ABSTRACT VIEW
SEARCHING FOR THE BEST STRATEGIES ON TEACHING TEACHER LEADERSHIP. STUDY CASES AND RECOMMENDATIONS FOR PRE-SERVICE TEACHERS TRAINING
E. Seghedin1, G. Gratacós Casacuberta2, C. Moral3
1 Alexandru Ioan Cuza University from Iasi (ROMANIA)
2 Universidad Villanueva, Madrid (SPAIN)
3 University of Granada (SPAIN)
The relationship between theory and practice, the role of ‘evidence’ in teacher education policy and strategies are crucial for the quality of teaching and learning. Teacher leadership (TL) has become an important part of educational research; literature highlights the lack of TL training, especially in pre-service and beginners programs (Szeto & Cheng, 2018, Tintoré et al., 2023). The concept of TL reflects role changes over the last decades - from administrators to managers preoccupied with school outcomes, with more freedom but high accountability regimes, increasing collaboration and shared responsibility (Pont, 2020). Teachers become change agents in their professional contexts using their leadership skills. Teaching with the adequate strategies will provide better understanding on TL: an outcome of the actions, interactions and influences upon each other of everyone, including students, parents, administrative, technical and other support staff, teachers, school leaders, policy makers (Frost, 2021).The goal of our paper is to identify TL skills development strategies useful on teacher training; we present three study cases on teaching TL using inquiry based learning, problem solving and creative strategies, involving the students reflectivity, from Romania and Spain. Taking as a reference the ideas that school improvement is produced through shared and distributed leadership, and the teacher leader figure is essential to achieve these (Harris, Jones, Huffman, 2018), all three universities – Alexandru Ioan Cuza from Iasi, Romania and Universidad Villanueva of Madrid and University of Granada (Spain) propose and implement Teacher Leadership Projects under the goal of efficient training of teacher leaders. The objectives were to promote democratic practice that enables future teachers to lead innovation collaboratively and to strengthen distributed leadership in schools. Reflective and narrative techniques constructed collaborative learning spaces (constraints of hierarchy are minimized) and agency, reflectivity and development of self-learning through critical exploration of the creative and affective dimensions of leadership are facilitated.
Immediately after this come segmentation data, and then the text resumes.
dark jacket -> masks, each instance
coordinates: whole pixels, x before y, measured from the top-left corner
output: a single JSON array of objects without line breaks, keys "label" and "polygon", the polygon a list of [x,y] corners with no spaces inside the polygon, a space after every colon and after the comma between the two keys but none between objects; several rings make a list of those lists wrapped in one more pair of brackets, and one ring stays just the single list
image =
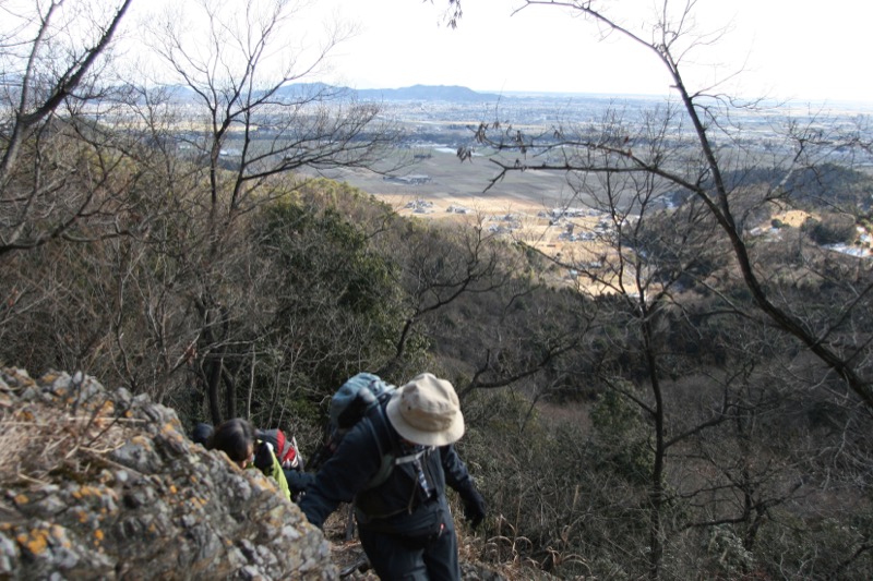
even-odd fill
[{"label": "dark jacket", "polygon": [[406,516],[426,504],[445,506],[445,485],[455,489],[473,486],[467,467],[454,446],[434,448],[421,457],[422,472],[432,494],[424,496],[412,462],[394,467],[387,480],[368,489],[380,473],[383,456],[405,456],[402,439],[384,413],[384,403],[373,408],[343,438],[336,452],[324,463],[315,482],[300,500],[300,509],[312,524],[321,528],[340,503],[355,501],[361,526],[379,526],[404,532]]}]

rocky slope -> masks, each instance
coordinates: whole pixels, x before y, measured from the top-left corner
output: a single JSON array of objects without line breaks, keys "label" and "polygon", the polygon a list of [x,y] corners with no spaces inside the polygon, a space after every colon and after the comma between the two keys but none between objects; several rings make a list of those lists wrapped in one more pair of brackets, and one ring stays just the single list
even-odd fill
[{"label": "rocky slope", "polygon": [[273,484],[91,377],[0,370],[0,579],[336,579]]}]

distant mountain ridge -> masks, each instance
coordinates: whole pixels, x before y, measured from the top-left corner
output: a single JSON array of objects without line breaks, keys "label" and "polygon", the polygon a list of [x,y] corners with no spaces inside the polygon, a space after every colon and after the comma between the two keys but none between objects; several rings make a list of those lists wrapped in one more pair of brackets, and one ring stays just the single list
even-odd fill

Even the proposed TL activities starts using some narrative techniques or with reflections from the Stephen R. Covey book “7 habits of highly effective people”, the learning became visible as all participants make tacit knowledge explicit, explore its applicability to other contexts and transform the knowledge into a shared resource; the TL applied training project had shown its effectiveness, but in the same time it shows the resistance to change the structures and mentality related with the figure of a teacher leader, that exists in some schools, and even in universities (Moral-Santaella & Sánchez-Lamolda, 2023).
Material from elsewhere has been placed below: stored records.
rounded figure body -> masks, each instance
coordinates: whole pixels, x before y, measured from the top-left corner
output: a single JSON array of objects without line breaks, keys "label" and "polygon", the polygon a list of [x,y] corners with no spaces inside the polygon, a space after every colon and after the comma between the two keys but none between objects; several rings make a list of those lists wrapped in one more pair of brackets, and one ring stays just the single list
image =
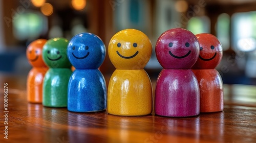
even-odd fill
[{"label": "rounded figure body", "polygon": [[223,85],[215,69],[193,69],[200,90],[200,112],[223,110]]},{"label": "rounded figure body", "polygon": [[51,68],[44,80],[42,105],[51,107],[66,107],[67,105],[68,84],[72,74],[67,68]]},{"label": "rounded figure body", "polygon": [[222,58],[221,44],[214,35],[207,33],[196,35],[200,46],[199,58],[192,67],[200,89],[200,112],[223,110],[223,83],[214,68]]},{"label": "rounded figure body", "polygon": [[47,67],[33,67],[29,71],[27,80],[27,93],[29,102],[42,103],[42,83],[48,70]]},{"label": "rounded figure body", "polygon": [[68,84],[72,72],[67,57],[68,40],[63,38],[49,39],[44,45],[42,58],[49,67],[44,79],[42,105],[51,107],[66,107]]},{"label": "rounded figure body", "polygon": [[75,70],[70,77],[68,89],[69,111],[87,112],[106,109],[106,84],[98,69]]},{"label": "rounded figure body", "polygon": [[70,40],[67,55],[76,68],[68,87],[68,110],[78,112],[105,110],[106,86],[98,69],[105,57],[103,41],[92,33],[78,34]]},{"label": "rounded figure body", "polygon": [[29,72],[27,80],[27,100],[30,103],[42,103],[44,77],[48,70],[42,59],[42,47],[46,41],[44,39],[36,40],[27,49],[27,57],[33,67]]},{"label": "rounded figure body", "polygon": [[165,116],[197,115],[199,95],[197,78],[191,69],[163,69],[157,80],[155,112]]},{"label": "rounded figure body", "polygon": [[139,30],[125,29],[112,37],[108,49],[117,69],[109,84],[108,112],[121,116],[151,113],[152,86],[143,69],[152,53],[150,39]]},{"label": "rounded figure body", "polygon": [[190,69],[197,61],[199,52],[197,37],[188,30],[174,28],[160,36],[156,54],[164,69],[156,85],[156,114],[185,117],[199,114],[199,87]]},{"label": "rounded figure body", "polygon": [[152,112],[151,81],[144,69],[116,69],[110,78],[108,89],[110,114],[137,116]]}]

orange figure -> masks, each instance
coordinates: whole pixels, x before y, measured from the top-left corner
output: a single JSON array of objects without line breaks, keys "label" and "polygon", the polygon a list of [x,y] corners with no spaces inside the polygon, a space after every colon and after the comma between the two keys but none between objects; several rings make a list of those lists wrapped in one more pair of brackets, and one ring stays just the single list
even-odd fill
[{"label": "orange figure", "polygon": [[30,103],[42,103],[42,88],[45,74],[48,68],[42,59],[42,49],[47,40],[38,39],[31,42],[27,48],[27,57],[33,66],[27,80],[28,101]]},{"label": "orange figure", "polygon": [[206,33],[196,35],[200,46],[199,58],[192,68],[200,90],[200,112],[223,110],[223,83],[215,69],[222,58],[221,43],[215,36]]}]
Using study case methodology we identified the commonalities and the differences between our three approaches, highlighting the need for an experiential TL teaching during university programs addressed to pre-service and beginners. The main conclusion, starting from the collected data, is that these narrative approaches have encouraging results on developing reflective ability and leadership skills. Further multi-countries research on teaching TL could help to develop a comprehensive Teacher leader profile and to learn from other TL experiences, in different contexts.

Keywords: Teacher leadership, Reflective teaching, Experiential learning, Teachers professional development, Narrative methodology.